Reflections & Deflections: honour-based violence

I’ve talked about honour-based violence extensively before. Honour-based violence was one of the first things I ever studied closely in terms of gender-based violence, after I realised that several killings in the plays of Shakespeare and his contemporaries bore the hallmarks of honour-based abuse.

At first, my readings of the plays simply revealed to me that early-modern England had an awareness of honour-based abuse, much like today’s UK. I suspected that such killings may have taken place in this country. 

But as I read more, I realised that the issue was far more complex. Early modern England didn’t have an ‘honour and shame’ based society – this was something particular to mediterranean countries – and the English were aware of this. Nevertheless, early modern England was a society with very high levels of violence against women. Such violence may not have been carried out in the name of honour, but it was prevalent and normalised across society. Indeed, only when a man killed his wife did domestic violence actually become a crime, suggesting that there was widespread acceptance of domestic abuse in the society of the day. 

Nevertheless, while the early 1600s were undoubtedly a dangerous time to be a woman anywhere in Europe, there was something odd going on in the plays written about the time by English playwrights. 

Lots of the plays I read depicted extreme violence against women, much of it honour-based. But none of these plays were set in England. Instead, they were located in continental Europe or classical Rome. 

What was happening here was a very obvious case of reflection and deflection. It seems that despite seeing the violence of their society, the English playwrights had decided to deflect from the violence in England and focus instead on building a picture of a very violent Europe. Honour-based abuse (and all violence against women) simply became ‘something they do over there’.

While we have no evidence for how consciously these playwrights made this decision, it seems to be something they all did, locating violence against women elsewhere and depicting the women in plays set in England as loved, protected and as having agency. We do know that despite its ambiguous legal status, the general public of the time was very concerned about high levels of domestic violence, often conducting informal shaming rituals to punish abusers. Could it be that the plays of the time were deliberately trying to regulate public behaviour by presenting abuse and violence against women as distinctly un-English? 
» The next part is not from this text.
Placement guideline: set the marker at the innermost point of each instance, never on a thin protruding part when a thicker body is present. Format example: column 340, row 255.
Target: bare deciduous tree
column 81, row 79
This is highly likely to have been the case. We know medieval Englanders did often see their Englishness as something constructed in opposition to foreignness – and we know that this is something Britons continue to do today. In a way, this is how a colonial society sustains itself. To distinguish itself from those it oppresses it has to find points of difference, points where the oppressor is conceived to be better than those they oppress.  

The treatment of women has become one of these points of difference – it always has been. And it’s worrying that we look at honour-based violence and deflect from the types of domestic violence most commonly associated with the western world and deflect from them onto this type of violence – which is often framed as totally ‘other’. 

We know from the testimonies of honour-based abuse survivors in the UK have often not been taken seriously, because the crimes happening to them are attributed to culture – a force that is presented as inevitable. 

But when we present types of violence against women as culturally determined, we then ignore the violence that exists outside of the cultures we have associated other violence with. In this deflection, we both fail victims of honour-based abuse, and victims of more generalised types of violence against women.